De Wet toelating zorginstellingen (WTZi):
Doel van de wet: van een centraal aanbodgericht stelsel naar decentraal vraaggericht
zorgstelsel, in het bijzonder waar gaat om regulering bouw zorginstellingen.
Resultaat van de wet: Meer inspelen op de vraag van de markt, meer prikkels
ondernemerschap in de zorg, vergroten doelmatigheid
Kenmerken van de wet:
Gaat om regulering van toelating tot de verzekerde zorg
Kaderwet, nader ingevuld bij het Uitvoeringsbesluit WTZi
Faciliteren van overgang naar vraagsturing Exit overheidsplanning
Veel discussie over toekomst WTZi Wet toetreding zorgaanbieders (WTZa); meer
verplichtingen dus toch weer iets meer regulering vanuit de overheid
Inhoud van de WTZi:
Reikwijdte:
Het begrip ‘instelling’ bepaalt het toepassingsbereik van de wet ‘organisatorisch
verband’, zie art. 1 lid 1 sub f jo. art.5 WTZi jo. art. 1.2. uitvoeringsbesluit (Uwtzi) (en
2.1. Uwtzi voor uitgezonderde instellingen)
Toelating (= exploitatietoestemming) is vereist voor kunnen leveren van verzekerde zorg:
Zvw en Wlz zorg (hieronder valt dus bijv. niet plastische chirurgie). Doel toelating:
kunnen stellen van kwaliteits- en organisatie-eisen en afstemmen van zorgaanbod op
behoefte.
Toelating van rechtswege: art. 2.2. Uwtzi, bepaalde categorieën worden van
rechtswege toegelaten en hoeven dus geen vergunning aan te vragen (er moet alsnog
aan de transparantie-eisen van 6.1 worden voldaan)

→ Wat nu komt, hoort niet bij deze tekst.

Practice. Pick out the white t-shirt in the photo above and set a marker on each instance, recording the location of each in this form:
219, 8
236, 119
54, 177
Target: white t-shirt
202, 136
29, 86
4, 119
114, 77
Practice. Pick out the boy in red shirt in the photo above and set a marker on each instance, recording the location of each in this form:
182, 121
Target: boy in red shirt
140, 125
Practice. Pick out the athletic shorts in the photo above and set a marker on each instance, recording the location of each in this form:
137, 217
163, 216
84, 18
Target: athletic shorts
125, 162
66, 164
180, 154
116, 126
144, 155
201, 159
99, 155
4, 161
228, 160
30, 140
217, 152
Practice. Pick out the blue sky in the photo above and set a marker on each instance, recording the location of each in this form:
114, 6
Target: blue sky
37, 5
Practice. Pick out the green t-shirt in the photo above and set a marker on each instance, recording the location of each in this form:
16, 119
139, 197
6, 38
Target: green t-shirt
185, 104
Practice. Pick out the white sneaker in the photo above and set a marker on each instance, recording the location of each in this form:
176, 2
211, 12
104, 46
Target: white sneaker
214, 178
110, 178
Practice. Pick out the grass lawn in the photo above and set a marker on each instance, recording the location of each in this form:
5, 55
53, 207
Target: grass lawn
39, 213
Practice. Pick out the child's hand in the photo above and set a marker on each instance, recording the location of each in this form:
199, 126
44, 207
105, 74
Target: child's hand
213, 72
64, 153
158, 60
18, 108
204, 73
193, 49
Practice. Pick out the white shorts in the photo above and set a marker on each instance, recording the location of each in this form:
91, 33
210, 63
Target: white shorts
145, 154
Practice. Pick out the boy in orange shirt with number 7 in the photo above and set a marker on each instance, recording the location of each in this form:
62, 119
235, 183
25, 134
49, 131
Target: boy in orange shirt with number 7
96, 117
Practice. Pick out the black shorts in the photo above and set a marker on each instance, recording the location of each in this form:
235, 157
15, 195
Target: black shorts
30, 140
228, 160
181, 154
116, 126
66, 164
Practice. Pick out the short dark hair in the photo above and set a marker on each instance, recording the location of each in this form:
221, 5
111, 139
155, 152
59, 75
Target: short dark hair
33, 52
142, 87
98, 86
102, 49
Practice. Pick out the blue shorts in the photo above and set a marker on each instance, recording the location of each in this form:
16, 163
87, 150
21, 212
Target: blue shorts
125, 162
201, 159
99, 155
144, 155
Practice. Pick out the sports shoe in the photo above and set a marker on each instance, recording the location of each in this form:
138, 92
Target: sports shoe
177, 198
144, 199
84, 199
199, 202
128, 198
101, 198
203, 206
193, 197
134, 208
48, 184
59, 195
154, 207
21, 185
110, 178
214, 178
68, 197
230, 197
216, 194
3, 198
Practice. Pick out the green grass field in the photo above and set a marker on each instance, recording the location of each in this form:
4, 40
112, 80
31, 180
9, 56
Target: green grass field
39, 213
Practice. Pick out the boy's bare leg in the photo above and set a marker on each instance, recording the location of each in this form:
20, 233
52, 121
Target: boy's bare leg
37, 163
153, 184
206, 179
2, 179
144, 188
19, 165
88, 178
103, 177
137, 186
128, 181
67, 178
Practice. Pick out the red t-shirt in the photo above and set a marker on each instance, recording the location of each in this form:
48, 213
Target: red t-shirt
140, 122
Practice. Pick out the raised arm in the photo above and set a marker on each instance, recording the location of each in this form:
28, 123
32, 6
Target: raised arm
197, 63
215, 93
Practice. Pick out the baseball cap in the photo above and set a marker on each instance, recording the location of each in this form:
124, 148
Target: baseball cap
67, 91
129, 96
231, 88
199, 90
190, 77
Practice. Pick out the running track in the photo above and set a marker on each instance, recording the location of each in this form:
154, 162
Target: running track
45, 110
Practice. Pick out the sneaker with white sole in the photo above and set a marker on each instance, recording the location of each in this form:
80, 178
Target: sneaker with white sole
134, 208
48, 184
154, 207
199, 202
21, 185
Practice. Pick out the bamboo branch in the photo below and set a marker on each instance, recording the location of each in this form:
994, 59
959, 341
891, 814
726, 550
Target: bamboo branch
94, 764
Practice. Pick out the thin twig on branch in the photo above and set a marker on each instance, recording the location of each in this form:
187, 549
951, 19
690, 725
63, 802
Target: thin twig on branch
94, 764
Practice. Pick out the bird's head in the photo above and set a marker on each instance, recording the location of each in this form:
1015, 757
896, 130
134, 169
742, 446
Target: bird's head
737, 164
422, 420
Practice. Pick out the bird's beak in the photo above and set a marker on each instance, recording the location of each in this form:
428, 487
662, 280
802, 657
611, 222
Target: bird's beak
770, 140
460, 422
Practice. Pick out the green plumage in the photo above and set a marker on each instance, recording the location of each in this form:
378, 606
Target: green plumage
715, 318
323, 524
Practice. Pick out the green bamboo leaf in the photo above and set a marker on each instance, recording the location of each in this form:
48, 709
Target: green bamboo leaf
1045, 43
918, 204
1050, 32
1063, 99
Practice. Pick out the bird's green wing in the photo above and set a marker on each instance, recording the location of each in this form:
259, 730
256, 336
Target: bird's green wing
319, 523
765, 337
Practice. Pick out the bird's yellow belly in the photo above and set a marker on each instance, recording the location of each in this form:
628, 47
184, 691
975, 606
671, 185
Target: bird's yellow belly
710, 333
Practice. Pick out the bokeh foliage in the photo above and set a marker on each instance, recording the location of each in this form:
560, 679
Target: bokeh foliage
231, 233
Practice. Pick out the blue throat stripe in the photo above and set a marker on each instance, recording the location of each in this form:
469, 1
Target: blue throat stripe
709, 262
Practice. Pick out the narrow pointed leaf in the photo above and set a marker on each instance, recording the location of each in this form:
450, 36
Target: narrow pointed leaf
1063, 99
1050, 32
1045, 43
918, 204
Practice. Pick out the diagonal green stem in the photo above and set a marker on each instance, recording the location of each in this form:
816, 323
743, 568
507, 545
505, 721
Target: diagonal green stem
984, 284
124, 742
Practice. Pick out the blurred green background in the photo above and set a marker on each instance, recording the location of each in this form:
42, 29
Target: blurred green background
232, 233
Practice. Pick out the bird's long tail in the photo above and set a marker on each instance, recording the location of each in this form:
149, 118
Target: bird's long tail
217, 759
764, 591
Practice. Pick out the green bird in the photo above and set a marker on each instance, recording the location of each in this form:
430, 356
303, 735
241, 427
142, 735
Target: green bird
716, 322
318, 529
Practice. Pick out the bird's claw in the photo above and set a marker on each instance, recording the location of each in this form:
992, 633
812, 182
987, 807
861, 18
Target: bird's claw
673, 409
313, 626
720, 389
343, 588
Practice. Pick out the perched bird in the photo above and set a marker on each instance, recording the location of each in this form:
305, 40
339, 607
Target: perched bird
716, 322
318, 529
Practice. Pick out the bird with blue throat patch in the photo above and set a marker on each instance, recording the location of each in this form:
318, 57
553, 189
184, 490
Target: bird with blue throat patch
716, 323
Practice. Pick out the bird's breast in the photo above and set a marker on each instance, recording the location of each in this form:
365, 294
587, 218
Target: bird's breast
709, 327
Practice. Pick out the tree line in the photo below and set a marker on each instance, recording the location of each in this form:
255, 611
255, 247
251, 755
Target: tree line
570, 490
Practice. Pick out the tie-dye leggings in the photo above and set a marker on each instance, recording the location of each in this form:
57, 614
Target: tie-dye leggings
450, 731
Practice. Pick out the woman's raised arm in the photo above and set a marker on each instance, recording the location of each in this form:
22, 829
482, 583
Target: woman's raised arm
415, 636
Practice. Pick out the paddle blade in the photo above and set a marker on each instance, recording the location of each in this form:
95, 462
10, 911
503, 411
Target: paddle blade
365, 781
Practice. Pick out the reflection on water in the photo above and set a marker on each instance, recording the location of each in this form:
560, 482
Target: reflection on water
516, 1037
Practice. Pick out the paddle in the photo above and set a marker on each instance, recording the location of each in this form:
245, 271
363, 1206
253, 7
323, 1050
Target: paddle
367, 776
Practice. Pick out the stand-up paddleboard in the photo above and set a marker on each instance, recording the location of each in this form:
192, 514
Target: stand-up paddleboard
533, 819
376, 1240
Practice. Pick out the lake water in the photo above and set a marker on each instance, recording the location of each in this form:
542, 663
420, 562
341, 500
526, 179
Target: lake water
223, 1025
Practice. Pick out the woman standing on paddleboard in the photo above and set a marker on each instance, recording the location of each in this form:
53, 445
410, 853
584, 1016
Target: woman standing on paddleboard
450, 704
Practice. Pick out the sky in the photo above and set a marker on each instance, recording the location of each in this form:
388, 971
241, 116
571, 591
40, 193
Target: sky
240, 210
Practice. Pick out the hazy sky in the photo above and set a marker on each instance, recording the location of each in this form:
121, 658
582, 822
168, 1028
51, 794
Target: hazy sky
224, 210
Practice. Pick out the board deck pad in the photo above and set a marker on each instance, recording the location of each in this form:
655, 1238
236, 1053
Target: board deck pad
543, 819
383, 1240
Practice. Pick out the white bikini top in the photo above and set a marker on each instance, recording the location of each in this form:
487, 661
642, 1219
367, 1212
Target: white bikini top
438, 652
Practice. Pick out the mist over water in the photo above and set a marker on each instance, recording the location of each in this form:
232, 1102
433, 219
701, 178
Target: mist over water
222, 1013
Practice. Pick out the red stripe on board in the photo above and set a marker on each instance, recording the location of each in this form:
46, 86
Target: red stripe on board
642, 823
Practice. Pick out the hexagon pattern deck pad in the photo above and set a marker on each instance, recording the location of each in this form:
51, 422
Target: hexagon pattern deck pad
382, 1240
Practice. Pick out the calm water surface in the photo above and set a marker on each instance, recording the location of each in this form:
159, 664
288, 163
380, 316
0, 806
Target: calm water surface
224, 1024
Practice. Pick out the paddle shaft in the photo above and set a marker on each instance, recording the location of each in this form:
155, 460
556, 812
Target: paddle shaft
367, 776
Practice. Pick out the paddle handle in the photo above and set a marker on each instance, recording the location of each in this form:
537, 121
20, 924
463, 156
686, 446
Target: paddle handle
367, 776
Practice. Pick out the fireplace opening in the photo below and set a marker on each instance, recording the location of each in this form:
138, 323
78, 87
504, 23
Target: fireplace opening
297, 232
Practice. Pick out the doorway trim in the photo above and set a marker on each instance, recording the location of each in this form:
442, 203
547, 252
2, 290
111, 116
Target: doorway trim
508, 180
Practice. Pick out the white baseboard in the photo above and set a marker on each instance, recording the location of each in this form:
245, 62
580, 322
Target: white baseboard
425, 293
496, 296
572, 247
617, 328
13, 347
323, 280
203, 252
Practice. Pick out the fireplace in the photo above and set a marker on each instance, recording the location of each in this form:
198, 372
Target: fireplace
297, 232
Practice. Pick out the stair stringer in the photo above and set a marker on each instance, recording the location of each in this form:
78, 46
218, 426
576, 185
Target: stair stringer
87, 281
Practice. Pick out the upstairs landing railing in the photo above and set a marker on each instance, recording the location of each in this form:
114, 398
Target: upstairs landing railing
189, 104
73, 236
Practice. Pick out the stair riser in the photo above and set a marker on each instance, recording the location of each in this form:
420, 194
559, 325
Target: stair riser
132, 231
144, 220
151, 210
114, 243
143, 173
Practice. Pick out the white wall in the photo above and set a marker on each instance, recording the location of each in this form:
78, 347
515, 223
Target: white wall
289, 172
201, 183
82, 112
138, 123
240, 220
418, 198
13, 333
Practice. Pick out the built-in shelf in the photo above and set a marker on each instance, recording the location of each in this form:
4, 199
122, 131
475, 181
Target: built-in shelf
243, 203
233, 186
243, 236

Er worden transparantie eisen gesteld: art. 6.1 Uwtzi:
- Hoe weet je of de transparantie-eisen van toepassing zijn: openbaar jaarverslag en
verantwoording jaarstukken?
Voorbeeld tandartsenpraktijk: Begin bij art. 5 Wtzi: instelling die wlz/zvw zorg
levert? Tandarts = voor tot 18 jaar wel, voor 18 of ouder niet. Dan naar art. 15 en
16 WTZi. Raadpleeg vervolgens altijd Uitvoeringsbesluit WTZi. Artikel 2.1 lid 5
Uitvoeringsbesluit bepaalt hier toepassingsbereik. Niet van toepassing op
instellingen voor mondzorg (art. 1.2 sub 8 UB WTZi).
2
, Art. 9 WTZi: de minister van VWS heeft de bevoegdheid om de aanvraag te toetsen
aan: de beleidsregels ex art. 4 en de bestuursstructuur (transparantie-eisen). Eisen
bestuursstructuur (zie Uwtzi):
- Bestuursstructuur: RvT model, statutair verankerd
- RvT moet onafhankelijk en kritisch opereren
- Inzichtelijke verantwoordelijkheidsverdeling RvB/RvT
- Enquêterecht voor cliëntenorganisatie in statuten opnemen
- Governancecode Zorg 2017: zelfregulering met verdere uitwerking van
bovenstaande eisen uit WTZi
Toelating geweigerd?: dan mag er GEEN verzekerde zorg worden geleverd
Verbod op winstoogmerk: art. 5 lid 2 WTZi toegelaten instelling mag geen winst uitkeren
Instellingen van medisch specialistische zorg
Wlz-instellingen
Uitzonderingen: art. 3.1. Uwtzi
Gedachte achter verbod: het gaat om publiek geld en dat moet dan ook naar de zorg
gaan
Ontwijkconstructies: wat er nu in de praktijk gebeurt is dat men een stichting
opricht, hiervoor geldt winstverbod en WTZi erkenning (dit is de toegelaten
instelling). Een BV wordt opgericht en daarnaast wordt een investeringsmaatschappij
opgericht die door de BV wordt ingehuurd voor de zorgverlening en hier wordt dus
eigenlijk het geld verdiend. Geld wordt doorgesluisd naar zorgBV waar geen
winstverbod geldt. Stichting is dus eigenlijk een lege huls en exploitatie hangt in BV’s
er omheen.
Wat de wetgever hiertegen zou kunnen doen; begrip WTZi-instelling verbreden
zodat niet alleen toegelaten instellingen onder de reikwijdte vallen maar ook alle
onderaannemers en bv’s waar ze gebruik van maken.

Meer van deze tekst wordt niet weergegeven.